Darwin, Evolution and Scripture (back to top)
1. The Question of Purpose
a) The Purpose in a Word

Most stories have their punch-line at the end. The author of one of history's greatest punch-lines put his right at the start:
In the beginning God...
What a claim!
In just four words the author summarised his insight and his message. Everything else he wrote derived from it.
It was, of course, a religious truth, and it later formed the start of that famous religious book the Holy Bible (which comprises the Jewish Scriptures and the later Christian 'New Testament').


b) The Purpose Matters

It needs stating that the purpose of a book dictates two things:
  • its contents
and
  • its use.
We know well enough that the task of an author of, say, a cookbook – is to tell us about cooking, and that the authors of a car manual have the task of teaching us about our car. But these days, the aim of a religious book is less obvious to many.


c) The Religious Purpose

What task, then, has the author of a religious book? Or, to put it another way –
What is the main purpose of a religious book?

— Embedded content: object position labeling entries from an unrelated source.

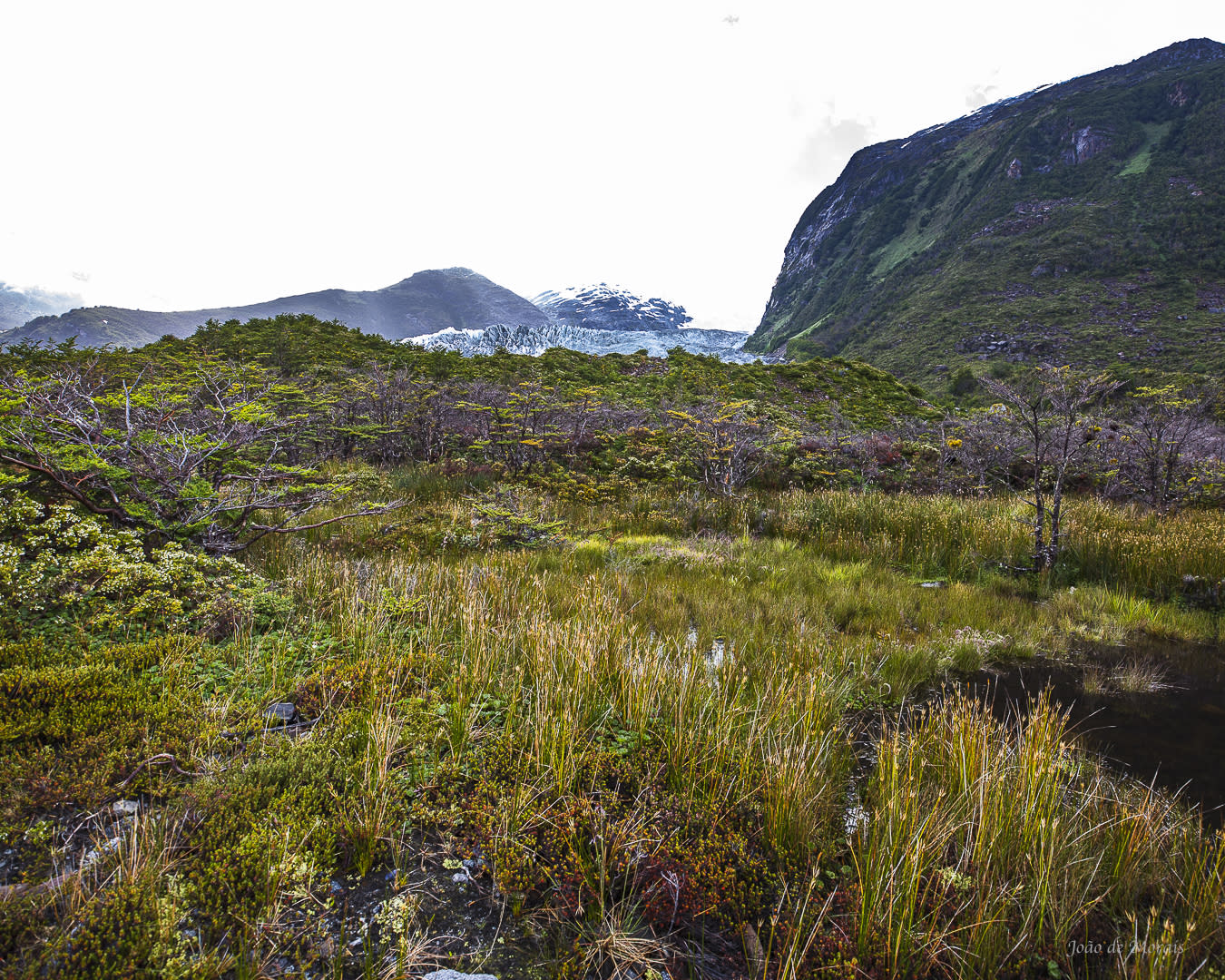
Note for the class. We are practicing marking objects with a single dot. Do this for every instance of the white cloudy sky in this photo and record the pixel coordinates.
(185, 154)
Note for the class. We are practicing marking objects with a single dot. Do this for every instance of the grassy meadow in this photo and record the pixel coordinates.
(651, 732)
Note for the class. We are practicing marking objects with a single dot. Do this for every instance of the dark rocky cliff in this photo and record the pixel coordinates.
(1078, 222)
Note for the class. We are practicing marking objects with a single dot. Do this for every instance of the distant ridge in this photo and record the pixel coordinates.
(1081, 222)
(424, 303)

The answer is very simple, but even Christians tend to miss it -
The purpose of a religious book is
to tell us about God.
Put like that, it’s pretty obvious. However, some folk (who would automatically know the purpose of a cookbook or a car manual and would use them appropriately) don’t know really what the Bible is for, so they’re unable to use it properly.

Considerable misunderstandings arise – among Christians and non-Christians alike – because people start using the Bible, a religious book, without really knowing its purpose. That’s as silly as attempting to use a car manual for cooking a meal.

A reliable book can only be reliable if it is used for the purpose it was written.

The Bible is a particularly reliable book because it is divinely inspired, but – like any other book – it is only reliable if we use it correctly, i.e. as writing to tell us about God.




 
2. The Question of Truth (back to top)
a) The Bible is True

Christians are united in the importance they attach to the Holy Bible, because it is the main source by which God’s revelation of himself in the person of Jesus Christ can be read. In a word: it tells us the truth about God. Reading the Bible is literally a ‘revelation’, since it reveals God to us.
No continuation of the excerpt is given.